2016年1月25日月曜日

京都国立博物館 平成知新館「琳派京を彩る展」を観て

琳派誕生400年記念に相応しい、国宝、重要文化財目白押しの、何とも贅沢な
展覧会でした。

大別すると、本阿弥光悦、俵屋宗達の琳派第一期、尾形光琳中心の第二期、
酒井抱一を筆頭とする第三期と、時系列に沿った展観となっていますが、
周知の通りそれぞれ17世紀、18世紀、19世紀と100年余りの時を隔てて、
文字通り琳派のエポックが出現していることになります。

まず琳派400年の根拠ともなる光悦が洛北鷹ヶ峰に徳川家康より所領を得て、
工芸村を作った頃の展示を観ると、彼が刀剣の鑑定、研磨を本業とし、職人
とのやり取りなどそのノウハウを活かして、次第に諸工芸の分野に活動の幅を
広げて行った様子が見て取れます。特に光悦の黒楽、赤楽茶碗は、400年近い
時を経ても無論決して古びることもなく、深い精神性と先鋭的な美意識を感じ
させ、彼の天賦の才を彷彿とさせます。

その光悦がもう一人の天才宗達と出合って、琳派は一気に花開きます。宗達は
扇子屋として出発したということですが、彼の生まれつきの画才と、扇面に
構図を付けることによって研かれた優れたデザイン感覚によって、琳派様式の
芸術を完成させます。

光悦、宗達の合作で目を引いたのは、重文「鶴下絵三十六歌仙和歌巻」で、
宗達が料紙に群れ飛び、佇む多数の鶴を金銀泥で描いた上に、光悦が三十六
歌仙の歌を墨書しています。その洗練された優美さは、一つの到達点として
他の追随を許さないものがあります。

光琳の出自は高級呉服屋で、職業柄も当時の文芸の粋を身に付けたといい
ます。彼の活躍した時代の社会情勢、彼自身の好みもあってか、光琳の生み
出した絵画は、宗達と比較して優雅さ、きらびやかさを増したように感じられます。
光琳と弟の陶芸家乾山との合作の器にも、光悦と比べて雅た佇まいが宿ります。

抱一に至ると活動の主舞台が江戸ということもあってか、その洒脱さが印象に
残りました。

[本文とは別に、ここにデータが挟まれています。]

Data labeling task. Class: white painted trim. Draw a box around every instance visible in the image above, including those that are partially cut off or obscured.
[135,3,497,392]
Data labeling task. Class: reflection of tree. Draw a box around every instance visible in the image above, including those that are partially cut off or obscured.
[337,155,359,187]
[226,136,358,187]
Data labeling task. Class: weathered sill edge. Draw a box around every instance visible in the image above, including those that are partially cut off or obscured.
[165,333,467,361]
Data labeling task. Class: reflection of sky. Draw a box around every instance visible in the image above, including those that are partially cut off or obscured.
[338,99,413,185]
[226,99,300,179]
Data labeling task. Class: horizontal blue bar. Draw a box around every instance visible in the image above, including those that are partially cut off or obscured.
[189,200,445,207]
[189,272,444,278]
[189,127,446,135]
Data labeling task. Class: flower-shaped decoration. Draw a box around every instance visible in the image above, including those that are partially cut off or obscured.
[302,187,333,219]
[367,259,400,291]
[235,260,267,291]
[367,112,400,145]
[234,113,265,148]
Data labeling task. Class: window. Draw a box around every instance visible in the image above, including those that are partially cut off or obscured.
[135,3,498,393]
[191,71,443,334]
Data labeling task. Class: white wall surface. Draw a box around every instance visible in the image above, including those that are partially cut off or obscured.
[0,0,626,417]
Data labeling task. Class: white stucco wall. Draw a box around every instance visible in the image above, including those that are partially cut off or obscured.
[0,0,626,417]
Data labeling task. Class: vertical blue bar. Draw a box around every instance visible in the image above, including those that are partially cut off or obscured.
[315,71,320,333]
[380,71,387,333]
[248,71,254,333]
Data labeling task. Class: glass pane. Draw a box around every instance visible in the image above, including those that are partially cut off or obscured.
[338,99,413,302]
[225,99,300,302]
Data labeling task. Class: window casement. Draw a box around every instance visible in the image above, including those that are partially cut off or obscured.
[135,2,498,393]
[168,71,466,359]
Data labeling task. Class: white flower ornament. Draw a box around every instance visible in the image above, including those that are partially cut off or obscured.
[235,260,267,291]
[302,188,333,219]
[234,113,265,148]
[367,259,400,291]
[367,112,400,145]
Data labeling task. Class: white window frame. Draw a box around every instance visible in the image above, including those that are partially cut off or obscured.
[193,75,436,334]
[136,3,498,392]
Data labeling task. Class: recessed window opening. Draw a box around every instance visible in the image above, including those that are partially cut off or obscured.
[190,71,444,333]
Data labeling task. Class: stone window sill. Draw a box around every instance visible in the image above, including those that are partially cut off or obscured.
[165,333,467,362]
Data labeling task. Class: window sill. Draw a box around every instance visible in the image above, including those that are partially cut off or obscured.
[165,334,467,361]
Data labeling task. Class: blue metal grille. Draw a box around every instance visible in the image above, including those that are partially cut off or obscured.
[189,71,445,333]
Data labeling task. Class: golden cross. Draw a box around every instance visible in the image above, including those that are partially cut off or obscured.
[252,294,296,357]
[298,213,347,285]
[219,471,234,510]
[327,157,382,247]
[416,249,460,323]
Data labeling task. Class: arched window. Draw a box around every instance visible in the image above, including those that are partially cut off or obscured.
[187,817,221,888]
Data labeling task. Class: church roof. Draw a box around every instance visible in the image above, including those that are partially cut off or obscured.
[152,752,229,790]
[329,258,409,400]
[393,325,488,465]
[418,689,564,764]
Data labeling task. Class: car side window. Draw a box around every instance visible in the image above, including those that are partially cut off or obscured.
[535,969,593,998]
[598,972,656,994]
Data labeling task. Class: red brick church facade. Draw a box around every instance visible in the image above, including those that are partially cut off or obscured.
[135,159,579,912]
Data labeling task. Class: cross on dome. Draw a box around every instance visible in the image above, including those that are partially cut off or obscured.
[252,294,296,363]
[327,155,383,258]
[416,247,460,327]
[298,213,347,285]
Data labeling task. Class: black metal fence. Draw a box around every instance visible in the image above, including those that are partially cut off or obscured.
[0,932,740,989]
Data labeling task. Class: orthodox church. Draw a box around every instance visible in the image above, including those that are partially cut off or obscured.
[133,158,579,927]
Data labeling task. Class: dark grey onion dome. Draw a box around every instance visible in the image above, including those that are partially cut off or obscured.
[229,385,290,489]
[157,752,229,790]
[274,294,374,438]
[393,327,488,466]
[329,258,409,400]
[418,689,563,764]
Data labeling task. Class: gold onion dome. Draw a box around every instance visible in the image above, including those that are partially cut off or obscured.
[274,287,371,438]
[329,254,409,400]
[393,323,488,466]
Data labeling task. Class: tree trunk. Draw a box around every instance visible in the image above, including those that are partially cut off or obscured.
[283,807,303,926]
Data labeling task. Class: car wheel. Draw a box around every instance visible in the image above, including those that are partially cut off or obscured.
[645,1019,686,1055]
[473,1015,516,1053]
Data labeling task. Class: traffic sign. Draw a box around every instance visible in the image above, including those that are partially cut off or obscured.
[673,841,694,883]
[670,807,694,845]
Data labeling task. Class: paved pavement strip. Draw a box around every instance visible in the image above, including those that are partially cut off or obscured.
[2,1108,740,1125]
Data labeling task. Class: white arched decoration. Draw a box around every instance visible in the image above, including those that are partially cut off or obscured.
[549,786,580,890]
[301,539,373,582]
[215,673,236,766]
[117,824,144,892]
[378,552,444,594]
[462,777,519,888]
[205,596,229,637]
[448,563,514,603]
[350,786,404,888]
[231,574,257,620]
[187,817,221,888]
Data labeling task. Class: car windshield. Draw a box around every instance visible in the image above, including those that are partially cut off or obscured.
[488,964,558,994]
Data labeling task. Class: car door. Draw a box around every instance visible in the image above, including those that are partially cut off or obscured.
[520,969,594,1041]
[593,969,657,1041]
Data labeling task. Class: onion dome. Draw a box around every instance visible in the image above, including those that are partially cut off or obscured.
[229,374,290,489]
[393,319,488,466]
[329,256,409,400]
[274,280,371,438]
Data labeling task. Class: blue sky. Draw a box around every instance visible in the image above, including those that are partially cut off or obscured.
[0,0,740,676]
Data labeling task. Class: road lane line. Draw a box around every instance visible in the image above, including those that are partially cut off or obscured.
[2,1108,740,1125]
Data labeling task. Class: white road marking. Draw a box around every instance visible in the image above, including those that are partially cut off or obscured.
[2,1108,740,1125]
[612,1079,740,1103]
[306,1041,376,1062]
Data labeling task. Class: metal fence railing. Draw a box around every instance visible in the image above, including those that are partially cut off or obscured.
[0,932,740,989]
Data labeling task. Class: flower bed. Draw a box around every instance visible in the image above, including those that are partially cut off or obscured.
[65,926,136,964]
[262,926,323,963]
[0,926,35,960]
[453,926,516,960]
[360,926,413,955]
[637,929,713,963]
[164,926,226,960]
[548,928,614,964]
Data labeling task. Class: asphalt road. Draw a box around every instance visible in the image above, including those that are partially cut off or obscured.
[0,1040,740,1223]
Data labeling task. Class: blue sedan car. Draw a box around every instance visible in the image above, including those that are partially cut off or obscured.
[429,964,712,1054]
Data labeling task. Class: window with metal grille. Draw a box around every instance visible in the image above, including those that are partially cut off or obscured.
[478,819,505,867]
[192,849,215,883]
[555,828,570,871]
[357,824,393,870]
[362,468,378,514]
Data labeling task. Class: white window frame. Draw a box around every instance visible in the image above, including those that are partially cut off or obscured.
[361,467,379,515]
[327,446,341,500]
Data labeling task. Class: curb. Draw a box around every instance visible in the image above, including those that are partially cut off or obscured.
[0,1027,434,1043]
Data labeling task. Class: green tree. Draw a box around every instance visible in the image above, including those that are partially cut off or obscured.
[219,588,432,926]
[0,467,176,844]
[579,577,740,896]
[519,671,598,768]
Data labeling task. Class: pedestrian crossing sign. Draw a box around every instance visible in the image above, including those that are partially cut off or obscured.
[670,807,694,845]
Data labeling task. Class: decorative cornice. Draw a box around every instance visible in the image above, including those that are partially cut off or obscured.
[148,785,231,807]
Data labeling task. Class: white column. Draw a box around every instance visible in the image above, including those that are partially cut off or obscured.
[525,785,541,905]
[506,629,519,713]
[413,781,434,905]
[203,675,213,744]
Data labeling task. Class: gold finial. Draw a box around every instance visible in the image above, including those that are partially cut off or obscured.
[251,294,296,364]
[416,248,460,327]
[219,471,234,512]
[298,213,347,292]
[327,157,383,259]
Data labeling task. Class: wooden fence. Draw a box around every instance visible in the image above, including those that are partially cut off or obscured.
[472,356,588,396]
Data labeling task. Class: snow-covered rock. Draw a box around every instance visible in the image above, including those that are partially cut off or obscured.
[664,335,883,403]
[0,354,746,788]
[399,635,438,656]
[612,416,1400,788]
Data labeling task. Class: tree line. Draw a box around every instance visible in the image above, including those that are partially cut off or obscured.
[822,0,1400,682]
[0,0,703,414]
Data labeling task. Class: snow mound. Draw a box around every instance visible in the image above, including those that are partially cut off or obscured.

彼と蒔絵師原羊遊斎合作の工芸品には、匂い立つ江戸の粋が感じ
られました。

さて本日の目当ての宗達、光琳、抱一、三組揃った風神雷神図屏風。三組が描か
れた時期の時の隔たりもあり、模写というかたちで継承されて行ったという条件も
ありますが、私には宗達作がより重厚で神秘的、光琳作はおどろおどろしくインパクト
があり、抱一作にパッと明るい軽みが感じられました。

観終えて満足と充実感と共に、軽い疲労も感じる、盛り沢山の展観でした。